On 24 January the Culture Secretary, Maria Miller, presented the Bill to provide for same-sex marriage in England and Wales. The Long Title is as follows:
“Bill to make provision for the marriage of same sex couples in England and Wales, about gender change by married persons and civil partners, about consular functions in relation to marriage, for the marriage of armed forces personnel overseas, and for connected purposes”.
The Bill has been set down for second reading in the Commons on 5 February and we understand that it is to be published on 25 January.
Whilst we shall all look forward to seeing the whole text of the Bill when it is published tomorrow, it will be interesting to see what, if anything “consular functions in relation to marriage, [and] the marriage of armed forces personnel overseas” have to do with “(Same Sex Couples)”.
Consular officers are empowered to conduct civil marriage ceremonies for British citiznes overseas, so it follows that if registrars are to be so authorised in England and Wales, consular officers need to be similarly authorised outside the jurisdiction to secure parity of treatment.
Section 1 of the Marriage Act 1949 states that a man may not marry any of the persons listed in column 1 of Part 1 of Schedule 1 of the Act (who are all female relatives) and that a woman may not marry any of the persons listed in column 2 of Part 1 of the Schedule (who are all male relatives). Parts II and III of Schedule 1 are similar and set out the prohibited degrees of affinity to which slightly different rules apply.
Presumably (though I cannot find this set out in the Government’s consultation response regarding the Marriage (Same Sex Couples) Bill 2013, or in the explanatory note to the Bill, it is intended that same sex couples will not be allowed to marry persons within the prohibited degrees of consanguinity and affinity, and that there should be a clause saying that in relation to same sex couples the prohibition in section 1 of the Marriage Act 1949 shall apply to a marriage with a person of the same sex mentioned in either of the columns in Schedule 1 of the Act as it would apply if the person were of the opposite sex.
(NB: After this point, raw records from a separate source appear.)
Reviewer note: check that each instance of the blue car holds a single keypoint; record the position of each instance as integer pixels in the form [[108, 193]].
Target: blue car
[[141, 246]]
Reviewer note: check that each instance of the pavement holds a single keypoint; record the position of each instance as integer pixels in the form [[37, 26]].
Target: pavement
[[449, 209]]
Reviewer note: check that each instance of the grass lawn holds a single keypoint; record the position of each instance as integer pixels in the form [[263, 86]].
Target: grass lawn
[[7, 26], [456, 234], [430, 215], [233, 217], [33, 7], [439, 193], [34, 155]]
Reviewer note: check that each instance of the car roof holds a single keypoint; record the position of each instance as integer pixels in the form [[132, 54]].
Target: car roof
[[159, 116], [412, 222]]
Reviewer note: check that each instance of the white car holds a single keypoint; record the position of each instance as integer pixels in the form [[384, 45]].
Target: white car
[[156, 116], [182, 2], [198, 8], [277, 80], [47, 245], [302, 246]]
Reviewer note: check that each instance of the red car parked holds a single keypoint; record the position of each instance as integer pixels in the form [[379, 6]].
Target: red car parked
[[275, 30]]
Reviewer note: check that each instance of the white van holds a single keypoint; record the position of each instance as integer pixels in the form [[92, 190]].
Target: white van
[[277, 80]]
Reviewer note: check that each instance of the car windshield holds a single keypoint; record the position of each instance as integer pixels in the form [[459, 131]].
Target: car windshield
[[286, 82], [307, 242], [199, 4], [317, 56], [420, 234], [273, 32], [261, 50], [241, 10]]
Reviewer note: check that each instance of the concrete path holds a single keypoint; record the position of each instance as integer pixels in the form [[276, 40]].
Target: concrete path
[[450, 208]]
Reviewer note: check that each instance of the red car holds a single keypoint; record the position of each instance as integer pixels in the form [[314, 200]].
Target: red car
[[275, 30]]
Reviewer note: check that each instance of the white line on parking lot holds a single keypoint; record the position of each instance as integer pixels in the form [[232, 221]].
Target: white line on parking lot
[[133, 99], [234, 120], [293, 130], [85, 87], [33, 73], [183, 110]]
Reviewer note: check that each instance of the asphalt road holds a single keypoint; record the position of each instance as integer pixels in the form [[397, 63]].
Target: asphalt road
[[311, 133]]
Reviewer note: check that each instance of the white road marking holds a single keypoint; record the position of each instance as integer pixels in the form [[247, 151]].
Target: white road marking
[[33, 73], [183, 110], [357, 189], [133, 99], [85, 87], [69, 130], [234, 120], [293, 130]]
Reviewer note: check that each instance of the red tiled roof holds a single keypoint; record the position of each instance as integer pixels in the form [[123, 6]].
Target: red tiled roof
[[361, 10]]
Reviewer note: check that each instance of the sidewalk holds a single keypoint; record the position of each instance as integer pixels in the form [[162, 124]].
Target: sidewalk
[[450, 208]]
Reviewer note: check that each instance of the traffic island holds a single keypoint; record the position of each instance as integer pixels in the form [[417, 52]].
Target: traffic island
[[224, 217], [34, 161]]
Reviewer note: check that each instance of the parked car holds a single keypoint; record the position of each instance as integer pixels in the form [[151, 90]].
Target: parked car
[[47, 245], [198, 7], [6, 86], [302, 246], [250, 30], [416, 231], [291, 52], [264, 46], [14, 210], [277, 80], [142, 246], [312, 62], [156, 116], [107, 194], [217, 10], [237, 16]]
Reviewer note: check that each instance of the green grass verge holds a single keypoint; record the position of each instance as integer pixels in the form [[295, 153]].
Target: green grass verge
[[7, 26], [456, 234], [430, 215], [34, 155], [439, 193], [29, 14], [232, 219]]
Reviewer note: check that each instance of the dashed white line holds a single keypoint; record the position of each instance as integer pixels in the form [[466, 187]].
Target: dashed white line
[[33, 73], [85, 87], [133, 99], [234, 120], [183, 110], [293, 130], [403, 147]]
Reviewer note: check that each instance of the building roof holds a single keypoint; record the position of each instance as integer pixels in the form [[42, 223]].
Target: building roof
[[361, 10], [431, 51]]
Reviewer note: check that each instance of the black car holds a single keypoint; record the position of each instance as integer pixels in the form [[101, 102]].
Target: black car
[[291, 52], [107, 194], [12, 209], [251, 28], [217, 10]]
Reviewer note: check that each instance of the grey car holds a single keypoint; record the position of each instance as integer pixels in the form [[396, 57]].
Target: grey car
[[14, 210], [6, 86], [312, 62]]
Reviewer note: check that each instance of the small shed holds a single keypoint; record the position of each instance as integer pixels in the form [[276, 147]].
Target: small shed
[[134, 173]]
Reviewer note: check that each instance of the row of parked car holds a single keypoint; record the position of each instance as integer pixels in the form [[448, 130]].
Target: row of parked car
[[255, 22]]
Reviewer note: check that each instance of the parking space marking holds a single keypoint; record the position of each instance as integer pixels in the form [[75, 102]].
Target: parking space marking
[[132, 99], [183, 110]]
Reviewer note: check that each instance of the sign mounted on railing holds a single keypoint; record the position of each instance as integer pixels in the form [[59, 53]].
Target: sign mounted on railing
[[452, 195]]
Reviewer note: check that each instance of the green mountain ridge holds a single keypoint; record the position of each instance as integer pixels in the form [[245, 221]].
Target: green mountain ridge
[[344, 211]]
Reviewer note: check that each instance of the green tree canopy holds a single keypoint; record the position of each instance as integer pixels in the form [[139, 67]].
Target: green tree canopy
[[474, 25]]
This is a serious omission from the Bill.
Clause 11(1) of the Bill states that “In the law of England and Wales, marriage has the same effect in relation to same sex couples as it has in relation to opposite sex couples”.
Does that imply that the prohibited degrees apply to same-sex couples mutatis mutandis as to opposite sex couples?
I think myself that section 11(1) can only be interpreted as defining the effects of a valid marriage, such as inheritance, rather than amending section 1 of the Marriage Act 1949. The “effect” of a marriage cannot be that there is no marriage. Section 1 of the Marriage Act needs to be amended, otherwise same sex marriages within the prohibited degrees will be valid. We cannot be sure that all judges would agree that it would be sufficiently absurd to justify them in judicial rewriting and some judges will just say that rewriting an Act of Parliament is a matter for Parliament.